Is there an algorithm that can call a regular expression (possibly limited by a simplified grammar) from a set of strings, so that evaluating all possible strings that match the regular expression reproduces the original set of strings?
It is probably unrealistic to find such an algorithm for regular expression grammars with a very "complex" syntax (including arbitrary repetitions, statements, etc.), so let's start with a simplified one that allows only OR substrings
foo(a|b|cd)bar must match fooabar , foobbar and foocdbar .
Examples
Given the set of strings h_q1_a , h_q1_b , h_q1_c , h_p2_a , h_p2_b , h_p2_c , the desired result of the algorithm will be h_(q1|p2)_(a|b|c) .
Given the set of rows h_q1_a , h_q1_b , h_p2_a , the desired result of the algorithm will be h_(q1_(a|b)|p2_a) . Note that h_(q1|p2)_(a|b) will not be correct, because it is an extension to 4 lines, including h_p2_b , which was not in the original rowset.
Use case
I have a long list of shortcuts that were created using substrings.
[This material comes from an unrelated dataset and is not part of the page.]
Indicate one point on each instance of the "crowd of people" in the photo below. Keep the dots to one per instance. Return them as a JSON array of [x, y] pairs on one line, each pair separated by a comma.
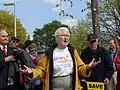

Instead of printing an extensive list of lines, I would like to have compact output indicating which labels are in the list. Since the complete list was prepared programmatically (using a finite set of pre- and suffixes), I expect the compact notation to be (potentially) much shorter than the original list.
The ((simplified) regular expression should be as short as possible, although I am more interested in a practical solution than the best. The trivial answer, of course, is to simply concatenate all strings, such as A | B | C | D | ... which, however, does not help.)